Friday, January 26, 2007

China Syndrome

I normally never leave the country over the summer break. Mangonui jumps from sleepy coastal village to being jam packed with happy visitors and the mix of surf, beaches, boat trips and buzz makes it hard to leave. However this year China called and I had to visit various suppliers of our Surf brand Coastlines.
The contrasts couldn’t be greater. Suddenly the warm summer temperatures are replaced with real cold, even in Southern China. Embarrassingly for owners of a clothing label, we had to buy more clothes to combat the cold.
Everything is different in China. Different from what you’ve left, different from what you already know and expect and most of all different from the myths held by many back home.

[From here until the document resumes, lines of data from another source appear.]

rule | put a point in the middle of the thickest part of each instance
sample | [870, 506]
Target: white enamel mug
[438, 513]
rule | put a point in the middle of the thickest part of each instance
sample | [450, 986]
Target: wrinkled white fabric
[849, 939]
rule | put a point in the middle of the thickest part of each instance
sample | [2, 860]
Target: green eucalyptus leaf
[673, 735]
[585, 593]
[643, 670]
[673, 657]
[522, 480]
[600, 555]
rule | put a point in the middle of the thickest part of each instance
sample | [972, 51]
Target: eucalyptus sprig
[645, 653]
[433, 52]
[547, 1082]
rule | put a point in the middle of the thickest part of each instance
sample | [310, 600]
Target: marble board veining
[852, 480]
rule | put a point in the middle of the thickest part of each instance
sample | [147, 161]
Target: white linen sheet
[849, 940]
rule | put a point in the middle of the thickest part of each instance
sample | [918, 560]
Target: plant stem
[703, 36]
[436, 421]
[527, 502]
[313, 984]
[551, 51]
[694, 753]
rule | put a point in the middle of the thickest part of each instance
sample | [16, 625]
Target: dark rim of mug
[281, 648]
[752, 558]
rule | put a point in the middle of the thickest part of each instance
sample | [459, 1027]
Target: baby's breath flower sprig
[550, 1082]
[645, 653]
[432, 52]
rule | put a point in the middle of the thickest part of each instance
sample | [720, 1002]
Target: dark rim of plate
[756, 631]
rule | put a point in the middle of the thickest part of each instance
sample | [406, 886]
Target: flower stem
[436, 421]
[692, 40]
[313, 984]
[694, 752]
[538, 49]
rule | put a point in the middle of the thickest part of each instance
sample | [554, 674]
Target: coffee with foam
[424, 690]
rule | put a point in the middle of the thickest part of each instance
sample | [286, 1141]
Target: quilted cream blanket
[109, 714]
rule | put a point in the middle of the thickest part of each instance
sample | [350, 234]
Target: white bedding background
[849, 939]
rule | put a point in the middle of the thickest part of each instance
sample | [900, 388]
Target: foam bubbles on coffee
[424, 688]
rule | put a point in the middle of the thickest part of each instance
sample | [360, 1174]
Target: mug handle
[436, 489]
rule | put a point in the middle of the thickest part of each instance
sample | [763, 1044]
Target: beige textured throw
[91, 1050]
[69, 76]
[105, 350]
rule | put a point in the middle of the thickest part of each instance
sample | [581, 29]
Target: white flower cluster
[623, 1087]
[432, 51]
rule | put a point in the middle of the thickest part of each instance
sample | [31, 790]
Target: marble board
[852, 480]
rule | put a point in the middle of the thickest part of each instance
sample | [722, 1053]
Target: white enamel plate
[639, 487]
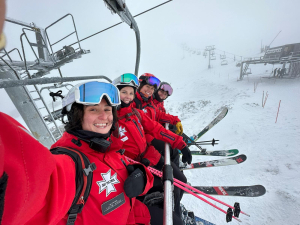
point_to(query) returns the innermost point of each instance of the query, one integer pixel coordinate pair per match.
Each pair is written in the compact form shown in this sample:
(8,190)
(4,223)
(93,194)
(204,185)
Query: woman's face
(162,94)
(98,118)
(147,90)
(127,94)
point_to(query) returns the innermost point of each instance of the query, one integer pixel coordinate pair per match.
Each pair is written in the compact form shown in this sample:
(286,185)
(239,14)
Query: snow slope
(271,148)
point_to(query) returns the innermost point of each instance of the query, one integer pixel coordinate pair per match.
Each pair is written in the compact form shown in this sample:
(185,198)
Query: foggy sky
(231,25)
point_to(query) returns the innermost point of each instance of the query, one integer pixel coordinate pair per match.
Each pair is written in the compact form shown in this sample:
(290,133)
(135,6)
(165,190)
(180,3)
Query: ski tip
(241,158)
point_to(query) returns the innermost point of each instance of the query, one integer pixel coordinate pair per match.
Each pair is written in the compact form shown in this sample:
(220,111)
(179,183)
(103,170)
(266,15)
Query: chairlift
(248,71)
(222,56)
(224,62)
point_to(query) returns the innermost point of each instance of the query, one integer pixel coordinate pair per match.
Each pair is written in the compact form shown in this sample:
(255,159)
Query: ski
(200,221)
(221,115)
(188,218)
(230,152)
(214,163)
(242,191)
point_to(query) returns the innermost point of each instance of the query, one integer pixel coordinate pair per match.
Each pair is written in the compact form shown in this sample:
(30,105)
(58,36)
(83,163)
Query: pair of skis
(215,163)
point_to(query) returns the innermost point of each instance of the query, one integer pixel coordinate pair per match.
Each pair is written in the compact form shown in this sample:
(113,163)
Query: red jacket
(132,132)
(159,105)
(152,111)
(41,186)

I spend half of January in a communist country and half in a free market economy, half in a static but sound economy and half in a runaway bull market, half in a place where they control what you say and write and half where they don’t care, half in a high tech country and half in one struggling to catch up.

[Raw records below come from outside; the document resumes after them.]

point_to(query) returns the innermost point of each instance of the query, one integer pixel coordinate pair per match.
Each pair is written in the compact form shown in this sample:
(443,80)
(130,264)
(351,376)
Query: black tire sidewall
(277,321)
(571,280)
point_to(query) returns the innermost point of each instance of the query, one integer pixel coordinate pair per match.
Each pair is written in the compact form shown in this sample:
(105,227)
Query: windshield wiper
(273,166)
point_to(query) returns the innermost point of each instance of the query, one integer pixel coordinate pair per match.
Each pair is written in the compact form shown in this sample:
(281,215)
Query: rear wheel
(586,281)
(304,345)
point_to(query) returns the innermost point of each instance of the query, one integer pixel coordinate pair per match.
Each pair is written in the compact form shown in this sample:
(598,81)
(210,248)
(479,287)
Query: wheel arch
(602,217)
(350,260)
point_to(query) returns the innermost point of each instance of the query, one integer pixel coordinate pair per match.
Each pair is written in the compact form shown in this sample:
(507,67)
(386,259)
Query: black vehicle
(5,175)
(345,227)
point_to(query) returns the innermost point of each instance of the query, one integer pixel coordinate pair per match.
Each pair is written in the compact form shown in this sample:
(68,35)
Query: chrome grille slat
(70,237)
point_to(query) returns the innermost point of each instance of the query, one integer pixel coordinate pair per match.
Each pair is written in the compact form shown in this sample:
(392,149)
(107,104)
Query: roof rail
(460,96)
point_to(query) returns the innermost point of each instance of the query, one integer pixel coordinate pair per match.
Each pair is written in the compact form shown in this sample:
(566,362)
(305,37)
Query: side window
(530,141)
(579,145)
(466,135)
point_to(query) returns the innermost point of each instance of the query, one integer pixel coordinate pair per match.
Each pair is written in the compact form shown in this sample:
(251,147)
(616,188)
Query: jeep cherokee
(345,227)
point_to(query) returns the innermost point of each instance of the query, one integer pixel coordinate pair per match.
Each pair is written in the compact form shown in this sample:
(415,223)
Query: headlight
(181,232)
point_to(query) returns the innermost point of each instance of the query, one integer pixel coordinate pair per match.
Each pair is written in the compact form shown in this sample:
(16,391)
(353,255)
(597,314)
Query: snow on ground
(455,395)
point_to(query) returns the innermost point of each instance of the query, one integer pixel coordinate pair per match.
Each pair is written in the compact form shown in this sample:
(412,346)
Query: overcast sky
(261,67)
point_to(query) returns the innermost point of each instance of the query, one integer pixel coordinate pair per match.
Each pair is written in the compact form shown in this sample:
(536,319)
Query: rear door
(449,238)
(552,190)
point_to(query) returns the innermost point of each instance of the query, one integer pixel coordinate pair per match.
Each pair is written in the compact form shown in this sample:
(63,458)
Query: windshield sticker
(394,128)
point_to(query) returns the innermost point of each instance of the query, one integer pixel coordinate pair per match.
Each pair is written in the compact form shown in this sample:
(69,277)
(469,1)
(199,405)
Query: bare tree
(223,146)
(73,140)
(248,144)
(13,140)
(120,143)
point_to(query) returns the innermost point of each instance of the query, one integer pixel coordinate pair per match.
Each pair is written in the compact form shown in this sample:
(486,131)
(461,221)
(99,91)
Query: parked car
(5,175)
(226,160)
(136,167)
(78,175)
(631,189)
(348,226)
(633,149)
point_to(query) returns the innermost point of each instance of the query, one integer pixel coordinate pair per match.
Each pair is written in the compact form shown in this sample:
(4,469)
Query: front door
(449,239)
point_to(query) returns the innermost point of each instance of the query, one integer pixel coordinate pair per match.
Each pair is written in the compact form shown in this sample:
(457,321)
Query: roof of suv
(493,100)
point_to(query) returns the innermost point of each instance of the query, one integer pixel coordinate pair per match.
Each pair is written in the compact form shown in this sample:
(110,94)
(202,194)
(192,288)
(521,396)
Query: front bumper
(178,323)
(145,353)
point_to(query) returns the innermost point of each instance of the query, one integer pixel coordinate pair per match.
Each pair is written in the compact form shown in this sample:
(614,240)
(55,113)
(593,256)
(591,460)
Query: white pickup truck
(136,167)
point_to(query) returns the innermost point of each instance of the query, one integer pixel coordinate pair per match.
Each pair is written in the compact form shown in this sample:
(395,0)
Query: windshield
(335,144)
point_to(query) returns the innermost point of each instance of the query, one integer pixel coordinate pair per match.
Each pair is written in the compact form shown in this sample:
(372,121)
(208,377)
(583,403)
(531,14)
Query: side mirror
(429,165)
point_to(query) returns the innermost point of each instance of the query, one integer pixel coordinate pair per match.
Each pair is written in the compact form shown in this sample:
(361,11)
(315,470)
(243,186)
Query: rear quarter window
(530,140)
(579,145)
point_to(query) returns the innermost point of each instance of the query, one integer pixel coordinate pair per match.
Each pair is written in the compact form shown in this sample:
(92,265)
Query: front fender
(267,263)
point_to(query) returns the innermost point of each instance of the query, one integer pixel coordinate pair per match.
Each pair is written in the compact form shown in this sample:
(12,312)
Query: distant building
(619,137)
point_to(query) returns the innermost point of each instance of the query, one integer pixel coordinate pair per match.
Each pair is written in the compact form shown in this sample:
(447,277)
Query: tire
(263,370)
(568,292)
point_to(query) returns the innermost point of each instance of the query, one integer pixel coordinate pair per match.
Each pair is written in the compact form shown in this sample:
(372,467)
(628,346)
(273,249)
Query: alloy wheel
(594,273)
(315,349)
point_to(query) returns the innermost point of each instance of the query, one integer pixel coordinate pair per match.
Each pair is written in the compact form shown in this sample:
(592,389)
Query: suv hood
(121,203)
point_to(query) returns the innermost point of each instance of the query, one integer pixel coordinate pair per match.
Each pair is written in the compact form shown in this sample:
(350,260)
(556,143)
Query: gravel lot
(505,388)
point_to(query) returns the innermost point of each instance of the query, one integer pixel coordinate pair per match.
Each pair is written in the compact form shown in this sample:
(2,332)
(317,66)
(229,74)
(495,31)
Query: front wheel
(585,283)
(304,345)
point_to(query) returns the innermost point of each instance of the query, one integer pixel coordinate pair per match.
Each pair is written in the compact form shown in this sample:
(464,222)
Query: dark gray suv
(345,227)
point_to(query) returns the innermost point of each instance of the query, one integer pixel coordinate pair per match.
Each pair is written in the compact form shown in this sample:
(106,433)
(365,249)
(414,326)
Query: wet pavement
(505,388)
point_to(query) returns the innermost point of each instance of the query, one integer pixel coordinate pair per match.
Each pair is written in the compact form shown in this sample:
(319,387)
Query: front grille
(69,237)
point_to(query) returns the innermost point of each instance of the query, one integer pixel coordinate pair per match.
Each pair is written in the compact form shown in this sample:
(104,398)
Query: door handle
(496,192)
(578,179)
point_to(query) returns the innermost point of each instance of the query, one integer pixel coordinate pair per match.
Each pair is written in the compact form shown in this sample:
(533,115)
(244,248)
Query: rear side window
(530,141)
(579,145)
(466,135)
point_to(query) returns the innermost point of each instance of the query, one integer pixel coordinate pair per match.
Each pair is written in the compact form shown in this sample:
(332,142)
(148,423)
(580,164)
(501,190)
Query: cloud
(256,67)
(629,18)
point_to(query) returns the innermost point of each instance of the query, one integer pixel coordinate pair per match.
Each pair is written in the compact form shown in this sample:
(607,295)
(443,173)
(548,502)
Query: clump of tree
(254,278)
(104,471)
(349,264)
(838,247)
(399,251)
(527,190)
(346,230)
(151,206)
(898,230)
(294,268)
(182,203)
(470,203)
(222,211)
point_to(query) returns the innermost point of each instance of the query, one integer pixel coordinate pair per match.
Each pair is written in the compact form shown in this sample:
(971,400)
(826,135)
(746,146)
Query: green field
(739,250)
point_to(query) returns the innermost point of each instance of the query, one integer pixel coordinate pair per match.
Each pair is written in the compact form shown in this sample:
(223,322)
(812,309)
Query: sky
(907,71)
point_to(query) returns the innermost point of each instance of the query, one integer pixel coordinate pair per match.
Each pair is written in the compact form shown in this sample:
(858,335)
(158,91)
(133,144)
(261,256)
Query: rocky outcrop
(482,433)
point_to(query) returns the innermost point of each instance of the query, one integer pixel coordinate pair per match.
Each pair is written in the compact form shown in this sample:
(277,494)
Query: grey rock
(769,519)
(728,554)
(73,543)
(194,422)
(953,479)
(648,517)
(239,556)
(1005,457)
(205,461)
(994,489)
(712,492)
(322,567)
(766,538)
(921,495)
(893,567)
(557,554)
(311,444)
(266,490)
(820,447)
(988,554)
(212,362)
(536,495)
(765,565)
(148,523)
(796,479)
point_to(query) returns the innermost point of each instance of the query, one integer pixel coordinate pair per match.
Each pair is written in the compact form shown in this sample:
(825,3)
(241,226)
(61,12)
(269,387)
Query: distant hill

The strange thing is sometimes it’s hard to work out which of those describes NZ and which China.
These guys are serious about business. The scale of new factories is just mind- blowing and they’re not run on slave labour. Not far from our own factories some enormous new supply factories for Walmart have opened, creating serious local labour shortages, not unlike some places back here, but these factories are unbelievable, over 1km long, 100m deep, 5 stories high and looking more like hotels with palm fringed lakes. Rod Donald would turn in his grave!
China and Russia seem to have invented a new economic model mixing the best of central planning and the free market. The centrally mandated free market cluster zone model and it’s going to be hard to keep up with! Someone determines that an area will manufacture shirts or socks or whatever, and then they go for it with lots of local competition for international business. The sock city used to be rural villages only a dozen years ago and now the privately owned competing firms there make 2 billion pairs per year!

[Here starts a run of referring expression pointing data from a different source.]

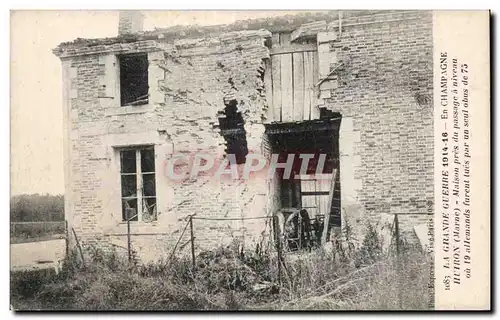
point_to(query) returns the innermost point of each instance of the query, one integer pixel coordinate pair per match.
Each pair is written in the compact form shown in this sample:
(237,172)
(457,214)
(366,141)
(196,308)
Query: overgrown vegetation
(230,278)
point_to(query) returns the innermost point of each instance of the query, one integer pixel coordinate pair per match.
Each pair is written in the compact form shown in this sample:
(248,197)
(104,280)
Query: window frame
(139,174)
(119,58)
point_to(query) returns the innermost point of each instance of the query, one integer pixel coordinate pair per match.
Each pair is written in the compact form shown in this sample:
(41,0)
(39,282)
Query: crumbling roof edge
(286,23)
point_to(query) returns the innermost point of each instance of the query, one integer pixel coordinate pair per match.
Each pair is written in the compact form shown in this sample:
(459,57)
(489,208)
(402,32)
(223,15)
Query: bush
(229,278)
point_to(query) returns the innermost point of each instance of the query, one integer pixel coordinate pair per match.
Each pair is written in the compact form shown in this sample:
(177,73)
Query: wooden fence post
(129,244)
(277,238)
(66,233)
(79,247)
(398,259)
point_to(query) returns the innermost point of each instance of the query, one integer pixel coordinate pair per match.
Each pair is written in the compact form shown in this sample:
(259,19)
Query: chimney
(130,21)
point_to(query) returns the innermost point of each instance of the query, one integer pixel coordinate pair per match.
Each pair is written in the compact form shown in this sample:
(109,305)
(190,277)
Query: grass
(231,279)
(36,231)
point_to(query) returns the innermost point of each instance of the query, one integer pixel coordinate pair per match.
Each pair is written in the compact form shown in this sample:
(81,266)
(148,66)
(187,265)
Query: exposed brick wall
(194,77)
(383,91)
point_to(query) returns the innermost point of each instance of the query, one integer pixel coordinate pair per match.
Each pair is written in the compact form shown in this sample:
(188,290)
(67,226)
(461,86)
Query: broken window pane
(147,160)
(129,207)
(148,181)
(128,161)
(134,79)
(129,186)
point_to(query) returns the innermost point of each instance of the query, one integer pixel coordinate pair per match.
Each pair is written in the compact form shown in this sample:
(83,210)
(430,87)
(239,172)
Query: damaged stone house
(355,86)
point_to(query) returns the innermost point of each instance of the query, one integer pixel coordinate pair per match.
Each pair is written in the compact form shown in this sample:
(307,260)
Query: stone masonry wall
(383,91)
(189,82)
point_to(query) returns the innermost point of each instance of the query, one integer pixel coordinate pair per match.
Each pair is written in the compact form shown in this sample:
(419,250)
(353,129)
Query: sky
(36,158)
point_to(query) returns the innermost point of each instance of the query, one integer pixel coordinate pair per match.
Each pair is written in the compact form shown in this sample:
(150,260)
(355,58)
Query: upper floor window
(138,184)
(133,79)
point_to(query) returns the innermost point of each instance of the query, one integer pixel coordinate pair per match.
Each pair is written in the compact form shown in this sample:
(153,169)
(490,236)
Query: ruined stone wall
(383,90)
(384,93)
(189,82)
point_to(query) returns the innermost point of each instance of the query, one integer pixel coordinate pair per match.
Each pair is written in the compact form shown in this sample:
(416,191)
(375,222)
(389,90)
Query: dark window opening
(138,184)
(134,79)
(232,128)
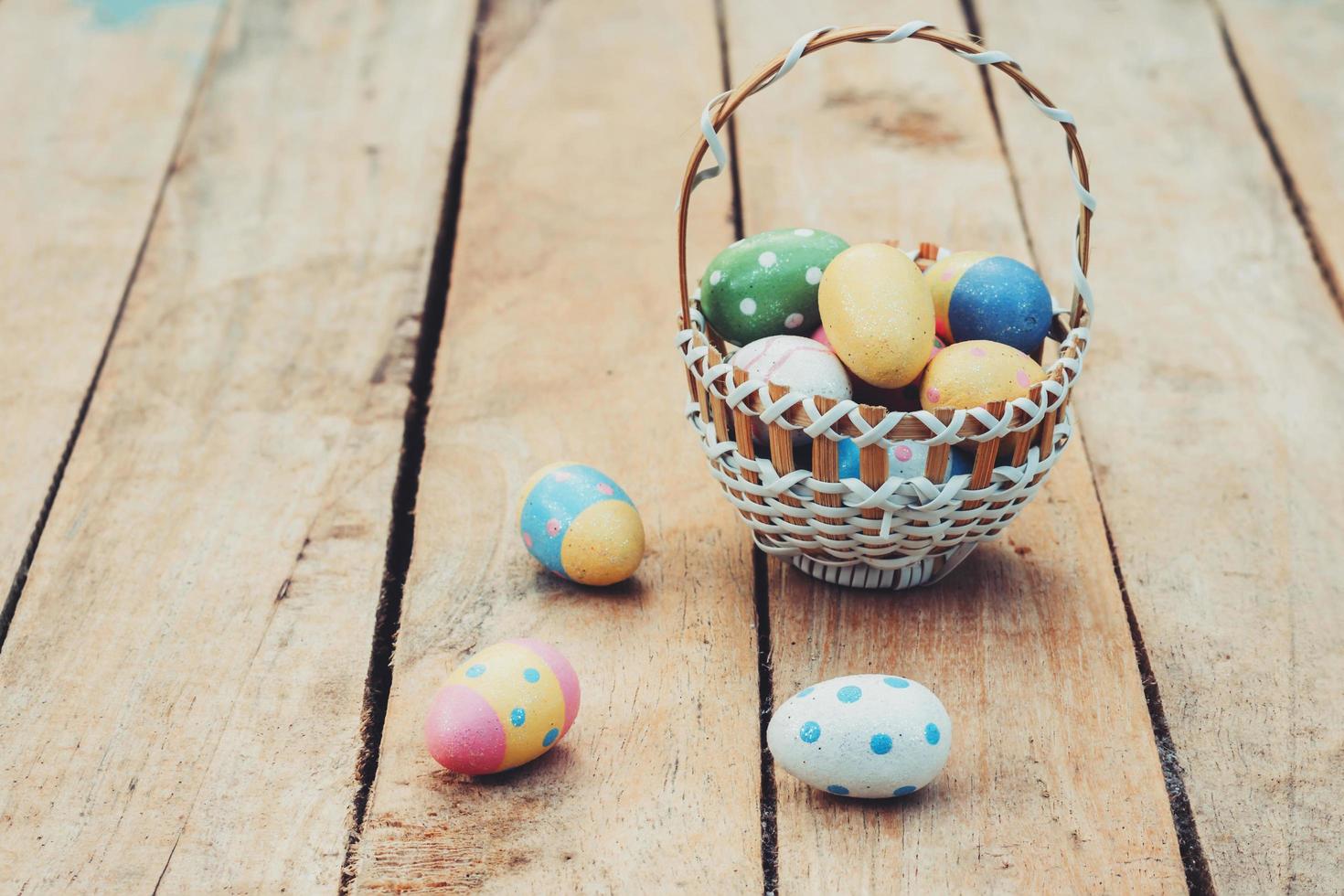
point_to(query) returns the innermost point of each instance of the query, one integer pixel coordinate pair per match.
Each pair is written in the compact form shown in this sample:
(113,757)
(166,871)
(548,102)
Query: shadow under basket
(872,531)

Town planning mandates areas for sensitive industries using chemicals and what we would term dangerous goods. One of our suppliers making surfboards is in such an area and surprisingly the environmental standards are way higher than here. Dust free factories with huge extractors pulling the dust past walls with running water and into closed loop scrubbers removing all residues for collection. Not what we are lead to believe at all.
The hotel brochures describe the incentives for opening new business in each local area. High start depreciation and low initial tax rates to get the business over those tough first three years. I compare that with the greedy development levies that local Kiwi councils extract from anyone foolish enough to try here.
The culture shocks go on all day, and even old China hands will tell you "that in China, every day you see something that you don’t see everyday."
The continuous escalation of eating exotica is one of the challenges that must be met by visiting businessmen. There were days when I longed for the simple but wholesome fare the workers received, but as a mark of respect I was dined on such choice but challenging items as pig’s womb soup, followed by barbequed lamb’s penises (small and chewy), then rounded out with fondued donkey.
One way or another we have to come to terms with China and we should be pleased that NZ has made progress nationally towards a Free Trade Agreement. They are already the fourth biggest economy and the transformation is just massive. We can run and hide, or join in and make the most of it.
Just when USA should be using all their wealth to protect their own economy, they are wasting their wealth at the staggering rate of $2Trillion on the war in Iraq, while China is buying up US Bonds to the value of $1Trillion. Let’s not make the same mistake.